Of the pair, this is the one that's closer to contemporary classical music. Yeah, well, it has a string quartet; I guess that's a bit of a giveaway. It's also based on heavy maths, in a way that appears superfiically similar to many Xenakis compositions. Sharp's Wikipedia profile declares him to be a science geek, and his sleeve notes descibe how two of the pieces use Fibonacci Series to generate tunings, rhythms and forms. (These notes also show how printing technology evolved through the '80s: whereas the Recommended Records Sampler was still using a typewriter in 1982, five years later Sharp is using a dot-matrix printer with its trademark rough rasterisation and the odd line that gets all scrunched up.)
Digital is my favourite piece on the album. The instruments no longer sound like violins, viola and cello, as apparently they have all had spring steel woven into the strings. Overall the effect is similar to a Balinese gamelan performance.

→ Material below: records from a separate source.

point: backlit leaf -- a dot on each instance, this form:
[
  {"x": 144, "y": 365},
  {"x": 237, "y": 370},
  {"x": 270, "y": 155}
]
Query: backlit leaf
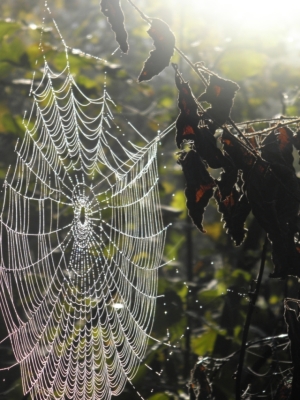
[{"x": 159, "y": 59}]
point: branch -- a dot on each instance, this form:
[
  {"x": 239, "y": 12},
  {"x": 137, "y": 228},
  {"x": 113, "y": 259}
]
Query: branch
[{"x": 253, "y": 299}]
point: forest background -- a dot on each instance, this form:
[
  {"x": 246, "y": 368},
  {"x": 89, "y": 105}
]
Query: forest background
[{"x": 206, "y": 285}]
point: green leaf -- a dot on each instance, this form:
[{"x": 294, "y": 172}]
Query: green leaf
[
  {"x": 8, "y": 28},
  {"x": 204, "y": 344}
]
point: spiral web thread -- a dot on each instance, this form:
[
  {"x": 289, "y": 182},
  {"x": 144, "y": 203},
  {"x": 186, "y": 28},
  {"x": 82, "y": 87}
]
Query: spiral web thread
[{"x": 82, "y": 241}]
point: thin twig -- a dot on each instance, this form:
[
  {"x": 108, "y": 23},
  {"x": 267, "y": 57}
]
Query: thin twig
[
  {"x": 295, "y": 121},
  {"x": 251, "y": 149},
  {"x": 143, "y": 16},
  {"x": 253, "y": 299}
]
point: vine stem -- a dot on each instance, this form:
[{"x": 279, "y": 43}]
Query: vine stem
[{"x": 253, "y": 299}]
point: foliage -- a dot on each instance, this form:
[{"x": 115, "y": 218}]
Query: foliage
[{"x": 206, "y": 286}]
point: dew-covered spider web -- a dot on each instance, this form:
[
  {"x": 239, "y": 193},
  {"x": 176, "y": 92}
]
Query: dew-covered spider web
[{"x": 82, "y": 239}]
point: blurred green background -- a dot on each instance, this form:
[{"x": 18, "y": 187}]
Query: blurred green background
[{"x": 207, "y": 283}]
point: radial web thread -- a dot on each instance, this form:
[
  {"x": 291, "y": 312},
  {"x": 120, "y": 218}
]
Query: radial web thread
[{"x": 82, "y": 241}]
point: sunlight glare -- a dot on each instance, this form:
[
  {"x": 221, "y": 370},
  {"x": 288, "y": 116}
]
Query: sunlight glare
[{"x": 258, "y": 14}]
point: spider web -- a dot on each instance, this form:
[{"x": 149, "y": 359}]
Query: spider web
[{"x": 82, "y": 239}]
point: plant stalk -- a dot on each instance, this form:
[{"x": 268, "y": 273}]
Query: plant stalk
[{"x": 253, "y": 299}]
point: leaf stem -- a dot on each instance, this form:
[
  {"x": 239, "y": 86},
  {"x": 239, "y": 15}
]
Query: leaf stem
[{"x": 253, "y": 299}]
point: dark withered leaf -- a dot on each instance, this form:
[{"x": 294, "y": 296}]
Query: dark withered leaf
[
  {"x": 273, "y": 192},
  {"x": 188, "y": 119},
  {"x": 200, "y": 383},
  {"x": 277, "y": 147},
  {"x": 206, "y": 147},
  {"x": 228, "y": 178},
  {"x": 220, "y": 94},
  {"x": 113, "y": 11},
  {"x": 159, "y": 59},
  {"x": 241, "y": 156},
  {"x": 296, "y": 141},
  {"x": 199, "y": 186},
  {"x": 252, "y": 139},
  {"x": 188, "y": 129},
  {"x": 292, "y": 320},
  {"x": 235, "y": 208}
]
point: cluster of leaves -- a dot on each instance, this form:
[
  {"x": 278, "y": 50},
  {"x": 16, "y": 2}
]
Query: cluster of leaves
[
  {"x": 254, "y": 178},
  {"x": 216, "y": 327},
  {"x": 258, "y": 178},
  {"x": 257, "y": 173},
  {"x": 159, "y": 31}
]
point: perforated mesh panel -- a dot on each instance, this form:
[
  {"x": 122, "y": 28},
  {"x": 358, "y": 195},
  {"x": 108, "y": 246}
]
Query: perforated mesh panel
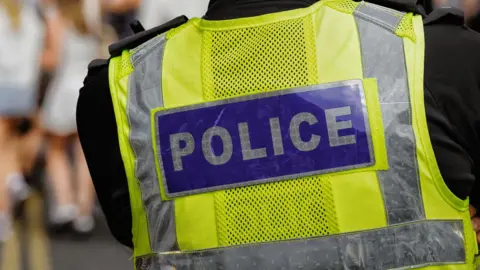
[
  {"x": 245, "y": 61},
  {"x": 277, "y": 211},
  {"x": 405, "y": 27},
  {"x": 248, "y": 61}
]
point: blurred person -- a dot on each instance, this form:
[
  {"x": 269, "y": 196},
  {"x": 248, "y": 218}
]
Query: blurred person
[
  {"x": 157, "y": 12},
  {"x": 20, "y": 53},
  {"x": 77, "y": 41},
  {"x": 119, "y": 14}
]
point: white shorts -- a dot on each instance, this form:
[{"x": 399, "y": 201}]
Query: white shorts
[
  {"x": 59, "y": 110},
  {"x": 17, "y": 102}
]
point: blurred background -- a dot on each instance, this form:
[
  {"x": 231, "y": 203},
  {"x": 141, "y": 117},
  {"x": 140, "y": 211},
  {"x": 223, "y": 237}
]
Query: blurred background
[{"x": 45, "y": 47}]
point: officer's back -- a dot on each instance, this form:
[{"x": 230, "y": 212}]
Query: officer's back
[{"x": 294, "y": 140}]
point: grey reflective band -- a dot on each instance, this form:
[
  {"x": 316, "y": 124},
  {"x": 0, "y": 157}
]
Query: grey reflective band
[
  {"x": 384, "y": 17},
  {"x": 402, "y": 246},
  {"x": 401, "y": 183},
  {"x": 144, "y": 94}
]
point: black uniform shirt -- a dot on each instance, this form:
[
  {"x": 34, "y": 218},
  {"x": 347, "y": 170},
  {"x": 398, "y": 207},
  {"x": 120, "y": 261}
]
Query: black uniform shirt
[{"x": 452, "y": 96}]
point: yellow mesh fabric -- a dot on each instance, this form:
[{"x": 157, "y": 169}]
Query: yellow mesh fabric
[
  {"x": 346, "y": 6},
  {"x": 125, "y": 65},
  {"x": 405, "y": 27},
  {"x": 277, "y": 211},
  {"x": 247, "y": 61}
]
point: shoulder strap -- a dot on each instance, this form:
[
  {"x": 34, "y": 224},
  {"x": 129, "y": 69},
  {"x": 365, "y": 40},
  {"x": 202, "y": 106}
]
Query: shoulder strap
[
  {"x": 136, "y": 40},
  {"x": 455, "y": 14},
  {"x": 400, "y": 5}
]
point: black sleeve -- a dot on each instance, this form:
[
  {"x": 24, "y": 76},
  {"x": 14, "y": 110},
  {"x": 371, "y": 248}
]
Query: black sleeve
[
  {"x": 98, "y": 135},
  {"x": 452, "y": 98}
]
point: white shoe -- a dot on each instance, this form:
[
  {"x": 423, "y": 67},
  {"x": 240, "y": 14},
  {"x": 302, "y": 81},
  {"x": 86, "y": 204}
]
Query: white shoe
[
  {"x": 5, "y": 228},
  {"x": 18, "y": 188},
  {"x": 84, "y": 224},
  {"x": 63, "y": 214}
]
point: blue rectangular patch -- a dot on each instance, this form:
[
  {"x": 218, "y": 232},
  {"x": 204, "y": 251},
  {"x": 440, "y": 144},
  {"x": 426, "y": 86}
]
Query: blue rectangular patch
[{"x": 263, "y": 138}]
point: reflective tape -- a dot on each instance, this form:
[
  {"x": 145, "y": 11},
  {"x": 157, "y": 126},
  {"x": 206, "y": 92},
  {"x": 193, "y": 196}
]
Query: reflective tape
[
  {"x": 402, "y": 246},
  {"x": 145, "y": 93},
  {"x": 383, "y": 58}
]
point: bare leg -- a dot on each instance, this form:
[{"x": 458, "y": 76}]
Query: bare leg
[
  {"x": 85, "y": 192},
  {"x": 29, "y": 147},
  {"x": 59, "y": 171},
  {"x": 5, "y": 164},
  {"x": 8, "y": 165}
]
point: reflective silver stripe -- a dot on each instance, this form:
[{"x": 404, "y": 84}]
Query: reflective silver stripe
[
  {"x": 384, "y": 17},
  {"x": 408, "y": 245},
  {"x": 383, "y": 59},
  {"x": 145, "y": 93}
]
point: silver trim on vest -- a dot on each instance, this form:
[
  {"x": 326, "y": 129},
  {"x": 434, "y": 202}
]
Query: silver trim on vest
[
  {"x": 144, "y": 94},
  {"x": 381, "y": 16},
  {"x": 383, "y": 58},
  {"x": 404, "y": 246}
]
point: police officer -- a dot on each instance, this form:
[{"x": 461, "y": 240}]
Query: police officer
[{"x": 289, "y": 135}]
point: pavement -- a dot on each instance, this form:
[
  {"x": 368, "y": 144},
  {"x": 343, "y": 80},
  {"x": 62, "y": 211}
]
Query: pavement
[{"x": 32, "y": 248}]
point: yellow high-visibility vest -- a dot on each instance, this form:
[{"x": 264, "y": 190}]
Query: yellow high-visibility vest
[{"x": 293, "y": 140}]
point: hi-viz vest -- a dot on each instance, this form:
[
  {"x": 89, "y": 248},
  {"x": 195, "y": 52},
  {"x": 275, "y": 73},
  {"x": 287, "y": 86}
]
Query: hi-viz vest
[{"x": 293, "y": 140}]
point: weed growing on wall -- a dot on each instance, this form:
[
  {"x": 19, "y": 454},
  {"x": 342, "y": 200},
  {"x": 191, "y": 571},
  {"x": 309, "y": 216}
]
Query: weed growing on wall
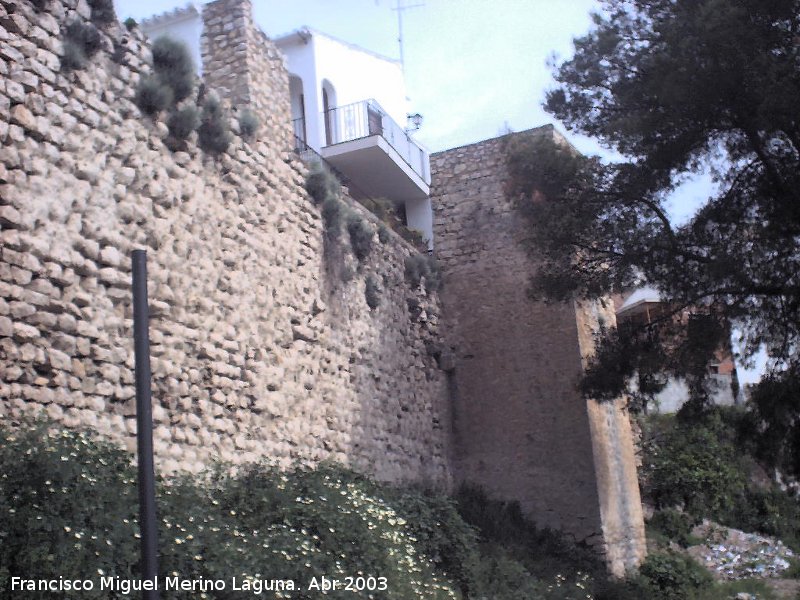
[
  {"x": 153, "y": 96},
  {"x": 214, "y": 134},
  {"x": 103, "y": 11},
  {"x": 321, "y": 184},
  {"x": 383, "y": 234},
  {"x": 173, "y": 64},
  {"x": 81, "y": 42},
  {"x": 183, "y": 121},
  {"x": 422, "y": 267},
  {"x": 332, "y": 214},
  {"x": 372, "y": 291},
  {"x": 361, "y": 235},
  {"x": 172, "y": 80}
]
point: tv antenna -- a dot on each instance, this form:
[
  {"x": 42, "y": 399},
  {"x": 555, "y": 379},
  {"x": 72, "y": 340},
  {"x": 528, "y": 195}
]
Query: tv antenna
[{"x": 400, "y": 7}]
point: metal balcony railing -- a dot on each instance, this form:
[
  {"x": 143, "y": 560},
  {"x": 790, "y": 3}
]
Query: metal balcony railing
[{"x": 366, "y": 118}]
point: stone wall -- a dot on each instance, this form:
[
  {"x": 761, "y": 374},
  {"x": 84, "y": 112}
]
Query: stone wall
[
  {"x": 521, "y": 428},
  {"x": 260, "y": 348},
  {"x": 245, "y": 67}
]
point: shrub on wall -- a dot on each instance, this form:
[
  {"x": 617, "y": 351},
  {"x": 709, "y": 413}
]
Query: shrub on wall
[
  {"x": 372, "y": 291},
  {"x": 68, "y": 508},
  {"x": 81, "y": 41},
  {"x": 383, "y": 234},
  {"x": 172, "y": 80},
  {"x": 360, "y": 236},
  {"x": 153, "y": 96},
  {"x": 673, "y": 576},
  {"x": 173, "y": 64},
  {"x": 248, "y": 124},
  {"x": 214, "y": 134},
  {"x": 182, "y": 122},
  {"x": 321, "y": 184},
  {"x": 419, "y": 267},
  {"x": 103, "y": 11}
]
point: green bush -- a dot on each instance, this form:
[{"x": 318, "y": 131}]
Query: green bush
[
  {"x": 696, "y": 466},
  {"x": 182, "y": 122},
  {"x": 153, "y": 96},
  {"x": 81, "y": 41},
  {"x": 673, "y": 576},
  {"x": 361, "y": 235},
  {"x": 412, "y": 236},
  {"x": 422, "y": 266},
  {"x": 248, "y": 124},
  {"x": 74, "y": 57},
  {"x": 321, "y": 184},
  {"x": 675, "y": 525},
  {"x": 383, "y": 208},
  {"x": 383, "y": 234},
  {"x": 84, "y": 35},
  {"x": 214, "y": 134},
  {"x": 173, "y": 64},
  {"x": 68, "y": 507},
  {"x": 372, "y": 292},
  {"x": 332, "y": 213},
  {"x": 703, "y": 466},
  {"x": 103, "y": 11}
]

Sharp very rarely performs in this country, so when he paid a visit to the Luminaire in January, I went along to see if I shouild revise my luke warm reaction of two decades ago. Answer: probably not; though my impressions of the music that night were badly affected by the appalling organisation of the gig by the Society for Promotion of New Music, which smacked of the worst kind of croneyism at every stage. I've never seen a queue to get into the Luminaire before (and neither, the bouncer said, had he). But at the time the gig was scheduled to start, everyone who'd bought their ticket in advance had to wait outside while the organisers gave priority to those on a very long guest list. Then the running order, which inevitably started late, was padded out with SPNM members so that it ran later and later. One guy got on stage and said he was "just going to make some noise for ten minutes". He was the type that thinks its clever to play a guitar with a hair dryer or a lawn strimmer — anything but a plectrum. The comedy interest of this wore off inside five minutes, the sound he made was shit, and he was still going after 25 minutes. But no one pulled the plug on him or politely invited to leave the stage NOW. The result of all this was that the show was so far behind schedule that by the time Christian Marclay joined Sharp for the final set of the evening, I had only five minutes before I had to leave to get my last train home. Sorry, had to get that off my chest. Sharp was OK — actually he was a big hit with some in the audience — but not really my thing and I doubt I'll buy any more of his records.